Mending Health Care [Yuval Levin]
These days, it seems like the actual arguments for the Democrats’ health-care proposals have all faded away. Remember back when OMB Director Peter Orszag was on television all the time talking about reducing costs? Have you seen him lately? Me neither. The case for Obamacare as cost reduction just won’t pass the laugh test anymore, and no one seems to make it. The case for covering everyone isn’t heard all that much either, since the Democrats’ plans won’t do that. The case for improved efficiency hasn’t really survived the machinations necessary to get a bill through the House and to get another to the Senate floor — as what remains after the wheeling and dealing is anything but efficient. It seems like the only case being made to (and by) wavering Democrats in Congress now is that the bill just has to pass. History is calling, we have never been closer to agreement, this is our chance, do it for the president, and on and on. The theory is that it’s this or nothing; some combination of the Reid and Pelosi bills has to pass or else we just leave our health-care system as it is.

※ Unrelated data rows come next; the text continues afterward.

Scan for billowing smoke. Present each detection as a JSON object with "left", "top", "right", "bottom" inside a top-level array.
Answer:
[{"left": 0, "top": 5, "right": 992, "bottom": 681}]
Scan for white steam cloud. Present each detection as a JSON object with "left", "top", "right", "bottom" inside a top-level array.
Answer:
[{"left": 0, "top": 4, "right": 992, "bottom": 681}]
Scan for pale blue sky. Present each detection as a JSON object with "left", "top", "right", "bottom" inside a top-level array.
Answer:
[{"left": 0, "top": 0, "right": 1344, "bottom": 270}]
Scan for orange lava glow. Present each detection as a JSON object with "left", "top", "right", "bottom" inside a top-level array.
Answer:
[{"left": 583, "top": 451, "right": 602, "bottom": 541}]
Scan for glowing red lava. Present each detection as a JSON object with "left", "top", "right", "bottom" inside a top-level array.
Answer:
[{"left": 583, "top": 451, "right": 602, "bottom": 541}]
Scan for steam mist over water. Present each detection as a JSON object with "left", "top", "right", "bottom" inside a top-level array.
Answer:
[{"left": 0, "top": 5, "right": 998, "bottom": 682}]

But as Sen. Tom Coburn and former Deputy HHS Secretary (and regular Cornerite) Tevi Troy argue over at Forbes, this is no way to think about public policy. The notion that our only options are a massive new entitlement (complete with huge job-killing tax increases, a bloated new government program, and ridiculous budget gimmicks, but no real means to cut health-care costs) or just doing nothing simply isn’t true. There are lots of other options, and there is plenty of time to think them through and make some changes that actually improve our system. The two basic premises the Democrats are advancing at the moment — this or nothing, and now or never — are both false. As Coburn and Troy point out, there are better ways.
Krauthammer's Take [NRO Staff]
On the horse trading necessary to pass Obamacare:
We saw Senator Landrieu say, "I decided there were enough significant reforms." Well, one reform that she really appreciated was a $300 million payoff to her state in the bill that was shoved in there as a way to purchase her vote. So that is a reform she could admire.
The reason I think there continues to be erosion of public support for this [health-care reform] is there is a realization that that is just one of hundreds of provisions, loopholes, payoffs, extra bureaucratic commissions, mandates stuffed into a monstrously large bill that most people don't even know about.
But there is the sense that we have had ever since the middle of the year that this is not an attempt to streamline our health-care system, which is what it needs. Ours is the best in the world, but it is inefficient. There are a lot of inefficiencies accumulated over decades.
What you want is simplicity, to strip away the inefficiencies. This [bill] will add on to them and it's going to make it utterly incoherent.
Two examples: tort reform — that would save half a trillion dollars to $2 trillion in a decade — is not in here at all. In fact, in the House bill, it's discouraged. You lose federal money if you're a state and you impose tort reform.
Second is the idea of being able to purchase your health insurance across state lines. It's a ridiculous prohibition. You buy life insurance across state lines. You buy auto insurance. You buy oranges across state lines. If you didn't, they would be extremely expensive in Wisconsin in the winter.
And the answer isn't the establishment of a public option in oranges in Wisconsin. It's allowing [interstate] competition. But the liberals won't allow [interstate] competition because they want a public option as an avenue into nationalized health care, and the excuse is it [the public option] will introduce competition.